Now consider what the insightful, visionary Gilles Frydman wrote here a month ago today: Will the Great Recession Create Millions of e-Patients?
He pointed to a Wall Street Journal Health Blog post saying that nearly half of employers plan to shift more costs to us next year, and 20% of companies will switch to a plan that puts insurance out of the reach of many people. (I’m simplifying; read the post for details.)
Later that day, the Fierce HealthCare newsletter reported (see comment):
Survey of 505 family physicians…. “54% [of respondents] said they were seeing fewer patients since January 2008, and 73% reported seeing more uninsured patients. … 71% reported providing more uncompensated care. … Also saw signs that patients’ health was being directly affected by cost issues.”
Here’s my point, people: the forces of business in the healthcare industry are understandably defending themselves against revenue loss, but IT IS KILLING PEOPLE.
I’m in business myself. I have nothing against revenue, earnings, appreciation, stockholder value.
But this is not baseball, people. This is not car sales. Lives are at stake.
I urge the people who run businesses in this industry to find humanistic ways to accomplish their missions. I know you need to meet your targets. Please, please, do not turn us into targets in the process.
And I urge you [readers], yes all of you, to stand up and raise holy Hell about this. We are not carcasses to be mined for revenue. We are human lives. When healthcare becomes out of our reach, people suffer and die.
What’s happening in veterinary medicine – increasingly putting to sleep animals that could have been saved – parallels what’s happening in human healthcare.

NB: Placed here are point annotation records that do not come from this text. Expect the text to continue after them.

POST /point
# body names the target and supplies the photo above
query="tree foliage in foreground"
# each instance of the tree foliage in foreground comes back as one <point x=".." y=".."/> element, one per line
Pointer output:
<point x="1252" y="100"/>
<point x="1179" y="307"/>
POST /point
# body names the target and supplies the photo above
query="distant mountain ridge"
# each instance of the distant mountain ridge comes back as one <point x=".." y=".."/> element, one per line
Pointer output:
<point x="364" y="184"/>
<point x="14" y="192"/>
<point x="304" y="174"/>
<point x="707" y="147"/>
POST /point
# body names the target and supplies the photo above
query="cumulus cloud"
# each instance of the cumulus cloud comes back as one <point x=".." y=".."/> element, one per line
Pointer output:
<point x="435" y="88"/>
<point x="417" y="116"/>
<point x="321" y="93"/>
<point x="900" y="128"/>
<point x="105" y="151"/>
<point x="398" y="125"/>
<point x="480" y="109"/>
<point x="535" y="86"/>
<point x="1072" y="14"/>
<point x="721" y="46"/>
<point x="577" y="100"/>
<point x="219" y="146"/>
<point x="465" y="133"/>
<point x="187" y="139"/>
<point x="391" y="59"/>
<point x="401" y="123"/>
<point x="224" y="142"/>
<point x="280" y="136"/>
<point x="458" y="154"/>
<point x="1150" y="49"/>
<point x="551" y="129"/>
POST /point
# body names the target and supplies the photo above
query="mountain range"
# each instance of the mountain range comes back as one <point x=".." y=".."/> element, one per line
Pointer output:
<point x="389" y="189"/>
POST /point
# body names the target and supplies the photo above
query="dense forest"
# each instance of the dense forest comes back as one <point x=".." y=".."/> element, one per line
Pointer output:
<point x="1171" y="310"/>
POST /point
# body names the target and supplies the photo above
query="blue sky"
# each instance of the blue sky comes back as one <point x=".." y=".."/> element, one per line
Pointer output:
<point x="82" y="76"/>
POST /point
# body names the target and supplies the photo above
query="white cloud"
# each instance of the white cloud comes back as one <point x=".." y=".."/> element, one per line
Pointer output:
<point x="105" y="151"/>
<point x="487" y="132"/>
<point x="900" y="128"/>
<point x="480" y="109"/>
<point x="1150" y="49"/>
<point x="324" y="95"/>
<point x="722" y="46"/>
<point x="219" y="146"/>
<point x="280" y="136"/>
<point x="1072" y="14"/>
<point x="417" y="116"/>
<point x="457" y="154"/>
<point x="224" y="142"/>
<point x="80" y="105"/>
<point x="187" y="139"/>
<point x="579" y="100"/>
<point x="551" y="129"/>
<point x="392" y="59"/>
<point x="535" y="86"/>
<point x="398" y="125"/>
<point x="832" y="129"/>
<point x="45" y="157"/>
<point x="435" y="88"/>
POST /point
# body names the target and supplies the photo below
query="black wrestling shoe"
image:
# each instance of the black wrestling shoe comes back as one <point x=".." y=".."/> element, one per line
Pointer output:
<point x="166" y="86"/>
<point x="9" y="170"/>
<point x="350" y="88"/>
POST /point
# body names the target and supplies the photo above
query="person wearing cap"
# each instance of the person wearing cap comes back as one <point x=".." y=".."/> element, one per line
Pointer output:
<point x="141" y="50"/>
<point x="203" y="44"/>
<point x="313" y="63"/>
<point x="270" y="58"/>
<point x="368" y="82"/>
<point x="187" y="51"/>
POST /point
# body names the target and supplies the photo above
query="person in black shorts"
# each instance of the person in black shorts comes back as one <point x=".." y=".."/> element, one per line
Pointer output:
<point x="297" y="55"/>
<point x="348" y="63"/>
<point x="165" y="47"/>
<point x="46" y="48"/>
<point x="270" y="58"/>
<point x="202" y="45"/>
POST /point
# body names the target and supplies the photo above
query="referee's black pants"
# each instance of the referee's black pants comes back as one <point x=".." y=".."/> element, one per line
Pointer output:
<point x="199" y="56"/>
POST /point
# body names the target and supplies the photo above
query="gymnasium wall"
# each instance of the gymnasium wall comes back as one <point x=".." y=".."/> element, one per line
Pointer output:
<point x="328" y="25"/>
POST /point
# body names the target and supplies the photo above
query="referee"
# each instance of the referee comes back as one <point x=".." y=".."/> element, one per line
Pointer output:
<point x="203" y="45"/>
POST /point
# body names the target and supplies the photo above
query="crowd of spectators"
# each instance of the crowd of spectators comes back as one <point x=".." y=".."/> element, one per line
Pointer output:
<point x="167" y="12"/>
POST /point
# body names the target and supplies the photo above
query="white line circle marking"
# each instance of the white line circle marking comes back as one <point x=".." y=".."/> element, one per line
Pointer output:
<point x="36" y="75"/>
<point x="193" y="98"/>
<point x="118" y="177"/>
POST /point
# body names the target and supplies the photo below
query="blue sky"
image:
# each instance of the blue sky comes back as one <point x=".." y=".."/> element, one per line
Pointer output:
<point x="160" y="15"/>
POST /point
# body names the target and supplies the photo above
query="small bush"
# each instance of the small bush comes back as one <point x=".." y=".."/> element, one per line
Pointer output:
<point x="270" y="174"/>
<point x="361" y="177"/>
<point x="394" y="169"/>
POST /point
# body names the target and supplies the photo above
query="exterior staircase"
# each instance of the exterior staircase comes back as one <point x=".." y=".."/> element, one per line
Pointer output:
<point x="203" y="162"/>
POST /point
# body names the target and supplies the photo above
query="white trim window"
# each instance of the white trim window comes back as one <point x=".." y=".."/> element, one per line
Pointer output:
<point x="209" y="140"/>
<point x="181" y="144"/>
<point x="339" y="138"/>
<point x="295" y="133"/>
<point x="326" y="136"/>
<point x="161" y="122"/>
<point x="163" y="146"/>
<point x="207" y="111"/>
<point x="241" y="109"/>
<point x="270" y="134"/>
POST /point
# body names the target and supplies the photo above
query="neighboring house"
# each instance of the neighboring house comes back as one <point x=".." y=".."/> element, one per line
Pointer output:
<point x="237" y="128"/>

And as long as decision-makers prioritize preserving revenue instead of preserving life, the results will match.
You better think about where we’re headed – about what’s going to happen if we don’t rise up and demand that our interests be preserved.
p.s. OMG…. what does the article cite as a tonic to minimize the euthanasia trend? The trade association (American Animal Hospital Association) recommends that clients be encouraged to buy insurance.
Insurance. To control costs.
How’s that workin’ out on the human side?
Nasty update – the lead story in today’s Boston Globe:
Costs are keeping patients from care.
As a huge animal advocate (I am part of http://www.wahicats.org, a trap-neuter-return group for feral cats in NYC) it saddens me to no end to read this.
I have looked into getting pet insurance but have found challenges there too:
– They will not insure older pets
– Pet insurance does not cover routine care (!!!)
– It’s not cheap
– Rather than having the PROVIDER (ie: veterinarian) bill the insurer, policyholders are expected to pay out of pocket and fill out reimbursement forms and handle the claims themselves which is difficult and unwieldy.
Interestingly, my wife works for Banfield animal hospitals, and the only “insurance” they offer is a wellness plan: unlimited preventive visits. You still pay for supplies, if I correctly recall what she said, but they have regularly scheduled “wellness hours” when you can stop in for a check-up.
Make no mistake, insurance of any sort will necessarily cost more than the sum of ALL the payments they put out. The whole idea is shared risk: like, everyone in Florida pays into hurricane insurance and most years nobody gets whacked. So, en masse, we will NEVER save money by using insurance, especially if it’s bought from a for-profit company.
For a major eye-opening on that subject, see last night’s blog post from Wendell Potter, who spent 20 years as a PR executive in the health insurance industry. He’s turned against his industry, and tells a deeply moving story of his conversion.